On the other side of the argument, Monteverdi was ahead of the time and was experiencing relatively smooth sailing through the awkward transitional period between the Renaissance and Baroque musical eras. He was principally concerned with the listener connecting emotionally and mentally with the music and text of his pieces, so he incorporated a great deal of text painting into his music. He began to focus heavily on the relationships of the text and music in his compositions.

He thought that the listeners of his music should understand the messages of the songs, and began to find ways to utilize creative methods of description and expression in his compositions. Monteverdi was essentially ushering in a new age of music by pushing boundaries with his usage of consonances and dissonances. He was unafraid of breaking rules, and did so by throwing the ideas of counterpoint, chiefly the resolutions of notes and atypical harmonic structure, out the proverbial window.

In Possente Spirto many fresh, new ideas are starting to arise. It is clearly evident through the utilization of ideas behind the text, the vocal articulation, and also the lyre-like sound of the accompaniment that Monteverdi was heavily influenced by ancient Greek music. Monteverdi would have justified his usage of dissonance by attributing it to the idea of conveying a mood to the listener. The old rules of the First Practice (counterpoint, traditional harmonic resolution, vertical harmony, etc) were of less concern to Monteverdi.

The mixture of dramatic musical elements with the text for effect was the ultimate goal in his compositions, and he would have given little thought to the opinions of Artusi on the subject matter. His ideas of the Second Practice helped bridge the gap from Renaissance into the Baroque. In Possente Spirto, the text is what takes center stage in the song. Without the virtuosic singing and delicate musical harmony propelling the feelings of sadness and longing forward in the aria, the song would not have had the overall mood that Monteverdi was looking for.
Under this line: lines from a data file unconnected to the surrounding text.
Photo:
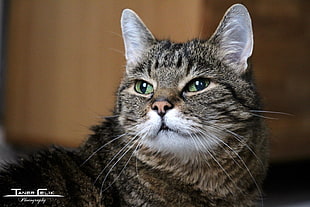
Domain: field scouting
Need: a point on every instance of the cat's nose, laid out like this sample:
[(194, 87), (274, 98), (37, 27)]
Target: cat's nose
[(162, 106)]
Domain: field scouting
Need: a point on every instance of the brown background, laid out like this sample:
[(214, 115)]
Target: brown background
[(65, 60)]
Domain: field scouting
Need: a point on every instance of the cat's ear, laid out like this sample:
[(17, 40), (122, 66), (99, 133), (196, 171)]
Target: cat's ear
[(137, 37), (234, 38)]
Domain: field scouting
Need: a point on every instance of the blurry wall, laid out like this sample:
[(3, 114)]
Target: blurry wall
[(65, 60)]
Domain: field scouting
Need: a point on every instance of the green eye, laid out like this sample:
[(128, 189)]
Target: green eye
[(197, 85), (143, 87)]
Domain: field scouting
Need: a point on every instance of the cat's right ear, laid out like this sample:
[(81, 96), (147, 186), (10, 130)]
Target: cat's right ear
[(137, 37)]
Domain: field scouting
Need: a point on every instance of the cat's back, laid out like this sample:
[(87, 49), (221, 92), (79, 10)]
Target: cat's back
[(54, 170)]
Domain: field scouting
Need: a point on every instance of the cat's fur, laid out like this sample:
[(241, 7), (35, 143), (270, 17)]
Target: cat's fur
[(213, 154)]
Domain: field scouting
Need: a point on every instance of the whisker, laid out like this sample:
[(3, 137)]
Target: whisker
[(265, 117), (239, 139), (271, 112), (244, 164), (122, 168), (218, 163), (114, 157)]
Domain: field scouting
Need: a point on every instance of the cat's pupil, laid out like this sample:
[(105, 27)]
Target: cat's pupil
[(199, 85), (143, 87)]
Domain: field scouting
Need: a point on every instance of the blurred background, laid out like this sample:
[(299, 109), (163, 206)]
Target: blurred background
[(61, 63)]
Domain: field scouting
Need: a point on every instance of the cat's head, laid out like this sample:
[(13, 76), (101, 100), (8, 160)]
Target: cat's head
[(185, 98)]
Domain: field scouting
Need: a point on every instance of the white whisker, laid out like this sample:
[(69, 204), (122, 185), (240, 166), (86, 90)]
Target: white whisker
[(114, 157), (101, 147)]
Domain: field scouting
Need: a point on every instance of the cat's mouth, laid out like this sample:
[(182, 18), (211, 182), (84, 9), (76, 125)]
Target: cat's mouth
[(164, 128)]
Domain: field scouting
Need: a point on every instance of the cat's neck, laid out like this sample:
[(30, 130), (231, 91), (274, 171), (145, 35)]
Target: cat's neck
[(211, 176)]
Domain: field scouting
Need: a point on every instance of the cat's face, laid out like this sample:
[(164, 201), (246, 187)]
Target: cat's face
[(186, 98)]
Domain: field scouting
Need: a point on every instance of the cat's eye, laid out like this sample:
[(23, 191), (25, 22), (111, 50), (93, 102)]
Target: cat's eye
[(143, 87), (197, 84)]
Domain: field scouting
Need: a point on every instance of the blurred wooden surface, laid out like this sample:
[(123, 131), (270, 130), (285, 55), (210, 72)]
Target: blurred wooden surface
[(65, 60)]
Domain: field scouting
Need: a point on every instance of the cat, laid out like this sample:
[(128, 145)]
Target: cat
[(184, 132)]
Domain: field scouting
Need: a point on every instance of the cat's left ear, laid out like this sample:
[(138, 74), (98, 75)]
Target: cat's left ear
[(137, 37), (234, 38)]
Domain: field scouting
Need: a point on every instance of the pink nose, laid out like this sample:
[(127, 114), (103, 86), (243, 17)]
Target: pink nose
[(161, 107)]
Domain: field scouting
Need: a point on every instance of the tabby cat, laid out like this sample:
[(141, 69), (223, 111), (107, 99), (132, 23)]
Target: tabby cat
[(185, 131)]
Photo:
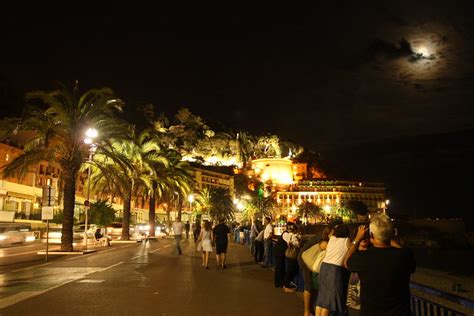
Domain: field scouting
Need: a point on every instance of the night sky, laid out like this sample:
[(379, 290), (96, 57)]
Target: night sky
[(383, 91)]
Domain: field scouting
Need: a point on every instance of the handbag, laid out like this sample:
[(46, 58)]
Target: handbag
[(313, 257), (319, 260), (291, 252)]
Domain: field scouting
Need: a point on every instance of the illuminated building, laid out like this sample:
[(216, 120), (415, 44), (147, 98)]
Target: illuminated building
[(330, 195), (276, 171)]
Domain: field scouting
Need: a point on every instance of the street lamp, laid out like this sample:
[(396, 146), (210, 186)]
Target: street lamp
[(190, 200), (387, 202), (91, 134)]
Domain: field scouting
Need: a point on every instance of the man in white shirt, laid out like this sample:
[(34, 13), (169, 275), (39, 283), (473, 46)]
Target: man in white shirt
[(267, 242), (178, 232), (253, 235)]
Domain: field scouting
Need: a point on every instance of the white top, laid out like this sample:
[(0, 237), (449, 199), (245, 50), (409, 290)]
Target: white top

This piece is intended to make the listener connect with Orpheus and sympathize with his plight. The implementation of previously unused harmonic elements made the connection with the singer possible, and that in turn created the blending of music and drama that Monteverdi sought out in this work. Both of the points made by Artusi and Monteverdi were valid and well thought out. The argument simply boiled down to the fact that Artusi was more heavily rooted in tradition than Monteverdi, and favored the traditional voice leading and counterpoint practices.

He did not want to see rules broken purely for the sake of breaking them. On the other hand, Monteverdi was more of a dreamer and chose to focus on the emotional element of the music. He wanted to have the listener connect to the music in a way that would make the feel the emotions in the text through the song. Neither composer had any concrete evidence to support the “winning facts” of the debate. It should be kept in mind that it is likely that Artusi was not exactly attacking Monteverdi, but rather arguing the practices coming into light in composition. It was rumored that they even became friends later.

The only question on the table is whether it is better to stay with tradition, or take chances and break out of what is considered acceptable and normal. Monteverdi did just that, and received a great deal of criticism for his work while simultaneously creating pieces that are considered to be great works of art. Possente Spirto, while lovely and evocative, incorporated many of the same elements that caused Artusi’s original critique. At what point does breaking rules becoming less about creating something new and evocative and more about simply ruffling feathers? That, I think, is a subject that will remain up for debate.